One of the innocuous events to fly past most of us largely unacknowledged in the last few weeks was the ninetieth anniversary of the battle of the Somme. Somewhat inexplicably, there is still one living British veteran from a battle that took place in 1916, Henry Allingham, who at age 110 still attended the memorial service at Thiepval to pay homage to the 20.000 British soldiers who lost their lives on the 1 July 1916, to the hundreds of thousands who would die over the following five months, a generation already lost sunken deeper in the mud of death.
What is most tragic about the battle of the Somme is not the cruel incompetence of the British high command, who unscrupulously sent at least half of those 20.000 men to their graves but, rather, the fact that a realistic opportunity to stop a senseless war and spare so much suffering –not to mention change the course of the bloodiest of all centuries- was missed by the sort of stupid selfishness commonly referred to as honour. Equally, the hardest thing to come to terms with when looking at World War I, the Great War, is that, although inevitable, it was unnecessary. The power struggle that prompted Europe to self destruction was propelled by an over-zealous obsession to protect and advance national interests at all costs, faster and better than anyone else; the power struggle that prompted Europe to self destruction was guided by a blinding patriotism. However, precisely because of this shared malady –patriotism- it is impossible to distinguish “good” and “evil” elements between the nations involved in World War I. Unlike World War II, the polarisation of the world that prompted World War I hinged on a set of shared interests which each group wanted to monopolise.
By August 1916 the promise of a quick war “to end all wars” had already timed out; the strong German offensive had been stopped and repelled at Verdun; the Western front faced stagnation by the river Somme; the Eastern front saw Romania joining the entente, declaring war on Austria-Hungary; the German coalition, though still hundreds of miles away from home soil, were for the first time on their back foot; most importantly, the patriotic fervour which had fed the machinery of war earlier on had died out through all of Europe. The time was ripe to formulate a mutually satisfying truce to safeguard peace for another 10 or 15 years (no more, surely). It was not to be.

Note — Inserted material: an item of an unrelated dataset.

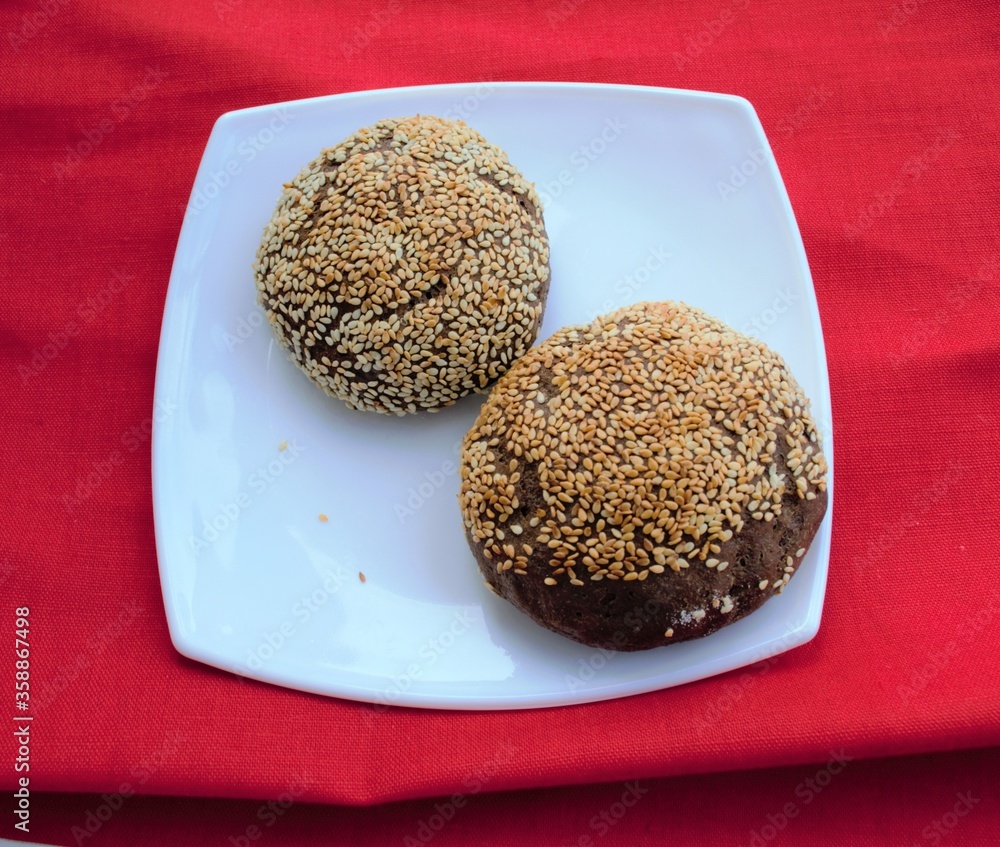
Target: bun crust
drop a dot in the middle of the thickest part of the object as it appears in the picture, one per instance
(643, 480)
(405, 267)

It was not to be because honour would bear nothing short of absolute victory, because the past glory and future esteem of the Empire, of the Kingdom, of the nation were on the line. Henry Allingham would have to witness a lot more death and destruction in his lifetime before he could finally enjoy a meaningful period of peace. But if, in fact, we can truthfully assert that patriotism has become a tool to draw people from different countries, different backgrounds, different cultures together, rather than set them apart, then perhaps –only perhaps- we have learned our lessons –perhaps we have learned our part. Given: football is marginally more trivial than world domination. However, it seems to me that writing history just for the sake of it can be more futile –and ever so much more tragic- than hitting the back of the net with a football.